Greenland foreign minister axed over independence remarks

Greenland's pro-independence foreign minister Pele Broberg was demoted on Monday after saying that only Inuits should vote in a referendum on whether the Arctic territory should break away from Denmark.

Greenland foreign minister axed over independence remarks
Greenland's pro-independence minister Pele Broberg (far R) with Prime Minister Mute Egede (2nd R), Danish foreign minister Jeppe Kofod and US Secretary of State Antony Blinken (2nd R) at a press briefing in Greenland in May 2021. Photo: Ólafur Steinar Rye Gestsson/Ritzau Scanpix

Prime Minister Mute Egede, who favours autonomy but not independence, said the ruling coalition had agreed to a reshuffle after a controversial interview by the minister of the autonomous Arctic territory.

Broberg was named business and trade minister and Egede will take on the foreign affairs portfolio.

The prime minister, who took power in April after a snap election, underscored that “all citizens in Greenland have equal rights” in a swipe at Broberg.

Broberg in an interview to Danish newspaper Berlingske said he wanted to reserve voting in any future referendum on independence to Inuits, who comprise more than 90 percent of Greenland’s 56,000 habitants.

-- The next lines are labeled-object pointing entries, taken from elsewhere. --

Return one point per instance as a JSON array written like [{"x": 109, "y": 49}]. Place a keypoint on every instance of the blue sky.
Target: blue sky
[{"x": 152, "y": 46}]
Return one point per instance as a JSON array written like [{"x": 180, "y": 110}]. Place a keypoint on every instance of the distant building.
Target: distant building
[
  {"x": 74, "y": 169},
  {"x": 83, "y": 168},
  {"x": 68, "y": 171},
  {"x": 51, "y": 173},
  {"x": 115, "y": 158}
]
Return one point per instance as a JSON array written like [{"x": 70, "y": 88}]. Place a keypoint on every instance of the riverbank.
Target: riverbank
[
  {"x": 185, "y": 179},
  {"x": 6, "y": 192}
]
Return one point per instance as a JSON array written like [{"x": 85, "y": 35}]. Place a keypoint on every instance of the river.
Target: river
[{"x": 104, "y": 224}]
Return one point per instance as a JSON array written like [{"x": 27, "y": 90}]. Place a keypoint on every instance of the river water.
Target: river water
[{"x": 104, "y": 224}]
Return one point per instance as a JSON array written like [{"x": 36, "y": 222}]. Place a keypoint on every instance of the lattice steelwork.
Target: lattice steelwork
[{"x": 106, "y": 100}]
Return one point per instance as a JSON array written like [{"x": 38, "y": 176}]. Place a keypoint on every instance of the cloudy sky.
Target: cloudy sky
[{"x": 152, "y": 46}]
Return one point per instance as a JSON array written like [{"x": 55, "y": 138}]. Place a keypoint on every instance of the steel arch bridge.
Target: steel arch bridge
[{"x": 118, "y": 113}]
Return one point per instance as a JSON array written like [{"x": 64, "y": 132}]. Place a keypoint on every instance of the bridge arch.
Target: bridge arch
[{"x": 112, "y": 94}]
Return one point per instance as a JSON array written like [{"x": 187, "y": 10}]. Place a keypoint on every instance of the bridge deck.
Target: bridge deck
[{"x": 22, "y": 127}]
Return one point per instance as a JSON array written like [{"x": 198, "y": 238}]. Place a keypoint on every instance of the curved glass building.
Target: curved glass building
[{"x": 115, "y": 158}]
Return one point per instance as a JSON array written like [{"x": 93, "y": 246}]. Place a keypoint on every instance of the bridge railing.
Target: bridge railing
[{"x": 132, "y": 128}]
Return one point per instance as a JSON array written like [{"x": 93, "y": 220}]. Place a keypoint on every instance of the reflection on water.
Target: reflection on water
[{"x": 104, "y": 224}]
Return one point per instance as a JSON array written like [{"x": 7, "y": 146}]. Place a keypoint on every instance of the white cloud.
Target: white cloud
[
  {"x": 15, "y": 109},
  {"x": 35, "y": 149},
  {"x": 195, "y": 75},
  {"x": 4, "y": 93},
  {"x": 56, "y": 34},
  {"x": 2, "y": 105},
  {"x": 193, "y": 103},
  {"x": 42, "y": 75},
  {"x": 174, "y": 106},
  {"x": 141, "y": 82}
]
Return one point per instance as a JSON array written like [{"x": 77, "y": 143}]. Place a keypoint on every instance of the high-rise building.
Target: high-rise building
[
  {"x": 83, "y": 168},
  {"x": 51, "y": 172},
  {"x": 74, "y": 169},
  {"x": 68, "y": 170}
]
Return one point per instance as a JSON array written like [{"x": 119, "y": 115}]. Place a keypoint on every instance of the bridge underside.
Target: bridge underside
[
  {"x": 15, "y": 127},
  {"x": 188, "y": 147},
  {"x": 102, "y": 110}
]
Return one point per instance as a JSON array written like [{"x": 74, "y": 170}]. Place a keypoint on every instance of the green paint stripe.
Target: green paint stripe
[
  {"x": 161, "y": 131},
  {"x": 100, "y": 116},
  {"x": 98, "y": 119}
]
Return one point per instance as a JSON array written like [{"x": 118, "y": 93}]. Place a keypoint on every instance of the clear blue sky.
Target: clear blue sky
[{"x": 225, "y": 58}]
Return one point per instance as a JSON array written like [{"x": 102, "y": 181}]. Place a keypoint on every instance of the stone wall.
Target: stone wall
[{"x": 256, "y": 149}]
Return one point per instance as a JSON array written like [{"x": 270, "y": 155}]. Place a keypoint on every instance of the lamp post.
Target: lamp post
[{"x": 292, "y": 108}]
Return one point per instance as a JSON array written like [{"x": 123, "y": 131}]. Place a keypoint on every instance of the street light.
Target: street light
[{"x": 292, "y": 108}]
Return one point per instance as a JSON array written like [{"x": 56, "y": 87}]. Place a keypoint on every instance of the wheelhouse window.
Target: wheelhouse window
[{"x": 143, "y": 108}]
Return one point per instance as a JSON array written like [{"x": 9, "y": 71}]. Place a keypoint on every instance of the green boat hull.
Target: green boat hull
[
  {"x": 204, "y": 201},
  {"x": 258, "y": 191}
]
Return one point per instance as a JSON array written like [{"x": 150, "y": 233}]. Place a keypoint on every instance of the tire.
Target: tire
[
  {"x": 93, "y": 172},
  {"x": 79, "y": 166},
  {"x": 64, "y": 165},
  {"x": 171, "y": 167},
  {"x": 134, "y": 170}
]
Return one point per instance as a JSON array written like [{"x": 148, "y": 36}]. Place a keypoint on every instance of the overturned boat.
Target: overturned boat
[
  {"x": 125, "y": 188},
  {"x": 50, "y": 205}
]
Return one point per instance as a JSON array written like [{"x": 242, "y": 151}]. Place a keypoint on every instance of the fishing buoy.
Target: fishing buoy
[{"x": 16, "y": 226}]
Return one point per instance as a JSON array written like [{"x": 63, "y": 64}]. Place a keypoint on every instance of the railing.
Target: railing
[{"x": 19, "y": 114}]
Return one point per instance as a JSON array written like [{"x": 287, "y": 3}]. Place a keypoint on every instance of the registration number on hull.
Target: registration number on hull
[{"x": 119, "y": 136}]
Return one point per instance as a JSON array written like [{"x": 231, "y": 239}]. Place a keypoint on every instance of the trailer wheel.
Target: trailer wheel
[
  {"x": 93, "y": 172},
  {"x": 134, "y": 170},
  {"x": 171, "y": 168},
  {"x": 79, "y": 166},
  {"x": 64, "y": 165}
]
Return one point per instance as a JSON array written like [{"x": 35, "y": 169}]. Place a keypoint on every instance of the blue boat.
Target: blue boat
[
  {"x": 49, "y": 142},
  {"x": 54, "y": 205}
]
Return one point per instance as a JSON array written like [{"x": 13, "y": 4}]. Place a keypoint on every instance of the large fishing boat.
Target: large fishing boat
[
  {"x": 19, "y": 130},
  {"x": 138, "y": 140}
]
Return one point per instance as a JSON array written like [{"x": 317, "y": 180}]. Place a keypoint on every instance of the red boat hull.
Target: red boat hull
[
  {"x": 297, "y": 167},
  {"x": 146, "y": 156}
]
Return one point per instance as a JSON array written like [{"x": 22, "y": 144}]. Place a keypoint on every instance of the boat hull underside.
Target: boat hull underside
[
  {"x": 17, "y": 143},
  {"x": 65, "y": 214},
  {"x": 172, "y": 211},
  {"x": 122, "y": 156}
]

“The idea is not to allow those who colonised the country to decide whether they can remain or not,” he had said.

In the same interview he said he was opposed to the term the “Community of the Kingdom” which officially designates Denmark, the Faroe Islands and Greenland, saying his country had “little to do” with Denmark.

Greenland was a Danish colony until 1953 and became a semi-autonomous territory in 1979.

The Arctic territory is still very dependent on Copenhagen’s subsidies of around 526 million euros ($638 million), accounting for about a third of its budget.

But its geostrategic location and massive mineral reserves have raised international interest in recent years, as evidenced by former US president Donald Trump’s swiftly rebuffed offer to buy it in 2019.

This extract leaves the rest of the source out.